Michael O’Hanlon, a senior fellow with the 21st Century Defense Initiative and director of research for the Foreign Policy program at the at the Brookings Institute, comments on the issue in a recent MintPress interview, saying:
“People don’t have a good understanding of the federal budget overall. They hear a billion dollars here, a billion dollars there, and they assume it is a major part of the federal budget. People don’t understand the magnitude of U.S. federal spending. If politicians were talking more about this issue, It would help to change the public perception.”
In fiscal year 2009, the U.S. spent $44.9 billion, or 1.28 percent of the total budget. Overall spending was $3.52 trillion, according to PolitiFact.com.
By comparison, the Troubled Asset Relief Program (TARP) legislation that bailed out the faltering U.S. financial industry in 2008 cost taxpayers $431 billion, nearly 10 times the total amount of U.S. foreign aid the following year.
For some, cutting foreign aid is less a matter of the dollars and cents and more about the principle of creating a foreign policy of non-interference and disentanglement in the affairs of sovereign countries.
The libertarian and tea party positions on foreign engagement
A major reason many Americans believe foreign aid spending is inflated stems from the positions of libertarians’ and tea party Republican groups’ promotion of a foreign policy that preaches complete non-interference and disengagement.
Ron Paul, the recently retired libertarian congressman from Texas, was consistently among the most outspoken opponents of U.S. foreign aid throughout his 24-year career. Speaking shortly after hurricane Katrina, a natural disaster that destroyed much of New Orleans, Paul said,
“With an ongoing war in Iraq that costs more than $1 billion per week, taxpayers might think Congress has better things to do with $21 billion than send it overseas. Yet that’s exactly what Congress did last Friday, approving a useless and counterproductive foreign aid spending bill.”
In a separate interview held August 2011, Paul expressed his opposition to all foreign aid, even to U.S. allies, saying: “We should be friends with Israel, and I don’t think we do a very good job at it. But I don’t think giving money to our friends is the right thing to do. I’m against all foreign aid, and if we cut out all the foreign aid today we would cut out 7 times more foreign aid from the enemies of Israel. But I wouldn’t give foreign aid to Israel. I want Israel to have their own national sovereignty.”
Similarly, tea party groups espousing limited government, lower taxes and lower government spending have expressed opposition to U.S. foreign aid, some suggesting the elimination of USAID. While there has been wasteful, unproductive spending within USAID, the agency has invested in critical development programs to help with food assistance and poverty eradication in developing countries.
According to the USAID website, “Our emergency food assistance and multi-year development programs: Monitor food insecurity throughout the world; Save lives in times of crisis; Tackle chronic undernutrition”

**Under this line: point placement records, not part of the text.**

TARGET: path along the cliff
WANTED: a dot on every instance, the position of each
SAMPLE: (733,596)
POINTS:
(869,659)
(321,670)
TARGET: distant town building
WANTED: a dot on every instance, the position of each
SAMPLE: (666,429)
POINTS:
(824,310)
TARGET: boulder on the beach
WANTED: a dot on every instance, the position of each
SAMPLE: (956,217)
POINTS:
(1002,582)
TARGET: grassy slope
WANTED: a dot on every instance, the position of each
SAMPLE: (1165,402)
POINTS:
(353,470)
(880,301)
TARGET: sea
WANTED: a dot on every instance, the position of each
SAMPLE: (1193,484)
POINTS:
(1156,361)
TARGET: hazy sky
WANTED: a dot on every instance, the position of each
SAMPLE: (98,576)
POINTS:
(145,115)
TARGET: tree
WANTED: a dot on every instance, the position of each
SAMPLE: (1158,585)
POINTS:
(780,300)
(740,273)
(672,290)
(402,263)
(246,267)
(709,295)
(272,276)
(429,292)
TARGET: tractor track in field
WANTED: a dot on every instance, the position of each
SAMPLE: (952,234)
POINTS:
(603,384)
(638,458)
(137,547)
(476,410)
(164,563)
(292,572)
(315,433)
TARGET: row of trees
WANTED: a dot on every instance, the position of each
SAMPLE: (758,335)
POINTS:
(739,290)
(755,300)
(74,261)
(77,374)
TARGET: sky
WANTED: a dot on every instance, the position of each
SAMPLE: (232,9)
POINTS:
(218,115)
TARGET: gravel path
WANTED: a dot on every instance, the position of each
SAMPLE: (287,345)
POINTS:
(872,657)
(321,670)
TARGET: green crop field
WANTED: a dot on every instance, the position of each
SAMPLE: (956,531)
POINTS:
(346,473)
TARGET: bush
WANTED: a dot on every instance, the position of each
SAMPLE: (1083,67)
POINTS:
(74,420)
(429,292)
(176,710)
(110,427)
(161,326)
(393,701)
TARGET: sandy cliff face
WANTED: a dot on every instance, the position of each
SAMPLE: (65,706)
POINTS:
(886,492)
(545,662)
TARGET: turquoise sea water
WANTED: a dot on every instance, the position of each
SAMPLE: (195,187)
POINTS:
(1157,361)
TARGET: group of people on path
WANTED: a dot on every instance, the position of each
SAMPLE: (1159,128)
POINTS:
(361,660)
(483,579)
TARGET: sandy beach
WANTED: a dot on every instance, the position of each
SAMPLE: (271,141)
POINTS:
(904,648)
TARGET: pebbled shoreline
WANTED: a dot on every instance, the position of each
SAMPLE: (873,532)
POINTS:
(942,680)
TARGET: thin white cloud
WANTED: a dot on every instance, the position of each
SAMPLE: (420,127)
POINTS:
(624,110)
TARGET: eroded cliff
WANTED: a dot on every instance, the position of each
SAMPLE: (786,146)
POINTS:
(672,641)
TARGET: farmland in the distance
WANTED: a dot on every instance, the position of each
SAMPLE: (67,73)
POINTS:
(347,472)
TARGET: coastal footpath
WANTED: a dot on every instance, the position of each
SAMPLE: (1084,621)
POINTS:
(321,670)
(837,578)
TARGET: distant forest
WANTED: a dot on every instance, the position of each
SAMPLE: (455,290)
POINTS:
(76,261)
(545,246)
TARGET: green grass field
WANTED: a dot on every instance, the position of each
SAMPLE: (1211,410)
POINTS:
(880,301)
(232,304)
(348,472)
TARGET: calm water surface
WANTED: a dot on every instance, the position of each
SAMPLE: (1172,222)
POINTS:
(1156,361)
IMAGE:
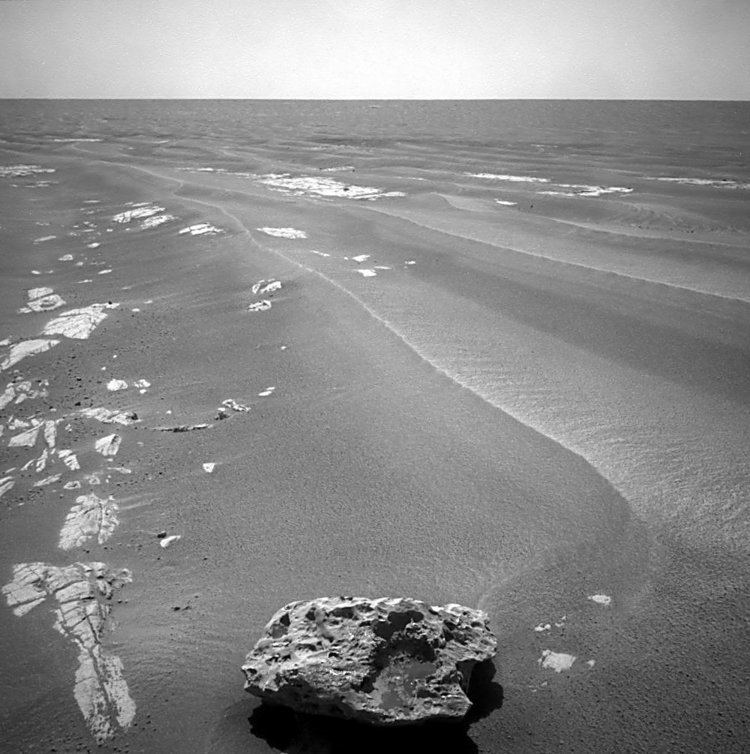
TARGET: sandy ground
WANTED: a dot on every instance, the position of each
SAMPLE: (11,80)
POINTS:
(517,407)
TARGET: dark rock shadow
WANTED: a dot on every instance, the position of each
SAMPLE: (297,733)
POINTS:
(295,733)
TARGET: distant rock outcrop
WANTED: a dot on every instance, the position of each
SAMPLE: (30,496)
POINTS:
(388,661)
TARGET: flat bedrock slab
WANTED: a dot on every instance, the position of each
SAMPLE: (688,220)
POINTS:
(388,661)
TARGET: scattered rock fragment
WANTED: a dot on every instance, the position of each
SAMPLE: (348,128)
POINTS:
(557,661)
(91,517)
(231,403)
(259,306)
(108,446)
(389,661)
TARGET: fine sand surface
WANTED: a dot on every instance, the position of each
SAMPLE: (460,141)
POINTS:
(536,407)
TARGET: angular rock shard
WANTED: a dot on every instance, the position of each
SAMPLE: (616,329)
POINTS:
(389,661)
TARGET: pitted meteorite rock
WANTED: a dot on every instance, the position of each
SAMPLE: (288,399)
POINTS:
(389,661)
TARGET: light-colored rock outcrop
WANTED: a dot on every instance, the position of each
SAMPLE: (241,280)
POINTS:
(389,661)
(81,595)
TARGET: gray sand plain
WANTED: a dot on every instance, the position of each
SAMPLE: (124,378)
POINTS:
(520,409)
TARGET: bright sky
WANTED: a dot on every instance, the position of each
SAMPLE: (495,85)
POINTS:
(371,49)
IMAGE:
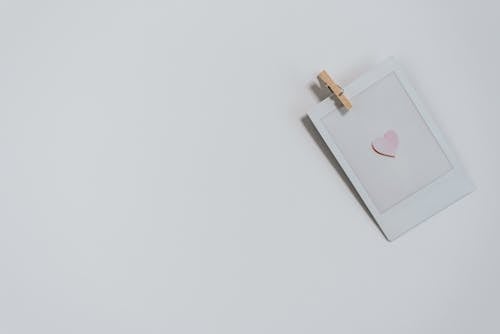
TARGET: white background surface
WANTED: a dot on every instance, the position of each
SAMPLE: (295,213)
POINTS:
(156,176)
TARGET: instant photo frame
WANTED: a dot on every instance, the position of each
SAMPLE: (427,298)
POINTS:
(421,179)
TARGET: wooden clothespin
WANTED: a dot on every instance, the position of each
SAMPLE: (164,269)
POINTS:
(336,89)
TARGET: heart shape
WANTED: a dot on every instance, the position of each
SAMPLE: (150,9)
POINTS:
(386,145)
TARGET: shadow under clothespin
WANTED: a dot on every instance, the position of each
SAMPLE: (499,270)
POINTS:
(338,92)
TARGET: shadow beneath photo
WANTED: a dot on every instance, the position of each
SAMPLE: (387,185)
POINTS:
(333,161)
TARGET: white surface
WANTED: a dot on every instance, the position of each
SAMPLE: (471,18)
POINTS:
(156,176)
(423,178)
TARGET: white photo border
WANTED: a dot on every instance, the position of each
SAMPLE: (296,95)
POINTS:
(436,196)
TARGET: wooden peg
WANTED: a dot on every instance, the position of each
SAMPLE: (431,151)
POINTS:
(336,89)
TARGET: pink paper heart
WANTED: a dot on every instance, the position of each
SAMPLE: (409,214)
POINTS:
(386,145)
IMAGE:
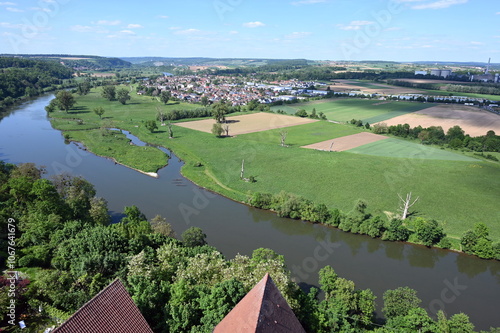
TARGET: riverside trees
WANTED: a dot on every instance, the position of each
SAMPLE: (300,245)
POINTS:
(177,285)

While it may be convenient to single out the tea party, a relatively new political movement that emerged in late 2008, the idea of cutting foreign policy is nothing new as many legislators have engaged in similar debate for years.

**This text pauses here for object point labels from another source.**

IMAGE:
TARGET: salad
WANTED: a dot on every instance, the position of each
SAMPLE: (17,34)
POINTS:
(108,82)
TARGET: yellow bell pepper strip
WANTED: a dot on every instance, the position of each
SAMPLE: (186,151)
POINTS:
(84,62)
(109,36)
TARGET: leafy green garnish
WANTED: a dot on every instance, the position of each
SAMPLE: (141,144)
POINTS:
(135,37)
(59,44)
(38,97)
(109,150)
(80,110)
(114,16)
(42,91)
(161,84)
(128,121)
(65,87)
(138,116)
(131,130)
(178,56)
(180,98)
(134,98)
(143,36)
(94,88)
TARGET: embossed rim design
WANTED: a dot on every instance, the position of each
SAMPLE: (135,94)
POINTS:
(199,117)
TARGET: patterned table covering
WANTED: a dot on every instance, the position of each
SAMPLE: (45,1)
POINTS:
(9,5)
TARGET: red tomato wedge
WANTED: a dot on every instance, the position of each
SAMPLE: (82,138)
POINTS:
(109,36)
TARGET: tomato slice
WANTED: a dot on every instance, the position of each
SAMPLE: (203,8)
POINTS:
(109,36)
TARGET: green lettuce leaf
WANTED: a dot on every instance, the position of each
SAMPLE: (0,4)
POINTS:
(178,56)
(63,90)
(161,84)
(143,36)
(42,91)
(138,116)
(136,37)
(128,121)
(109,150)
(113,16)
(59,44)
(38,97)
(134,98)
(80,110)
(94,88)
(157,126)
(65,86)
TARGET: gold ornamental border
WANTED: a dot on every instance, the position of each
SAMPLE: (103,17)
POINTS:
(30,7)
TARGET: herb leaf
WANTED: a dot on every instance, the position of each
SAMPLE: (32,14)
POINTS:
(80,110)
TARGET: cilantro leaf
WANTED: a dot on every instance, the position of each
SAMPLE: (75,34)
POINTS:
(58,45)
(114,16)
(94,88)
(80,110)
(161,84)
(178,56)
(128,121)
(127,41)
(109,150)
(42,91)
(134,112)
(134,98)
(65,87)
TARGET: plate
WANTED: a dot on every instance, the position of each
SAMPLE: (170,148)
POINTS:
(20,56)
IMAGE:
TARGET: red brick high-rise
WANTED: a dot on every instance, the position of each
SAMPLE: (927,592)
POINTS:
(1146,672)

O’Hanlon believes that while the tea party and certain libertarians have pushed the idea in Washington, conservatives have floated similar proposals in the past.
“In the 1990’s it was the Gingrich revolution. I think the tea party is the latest incarnation of this discussion. While they might be entrenching this belief in parts of America, similar polling has reflected this public perception for years,” said O’Hanlon in a recent MintPress statement.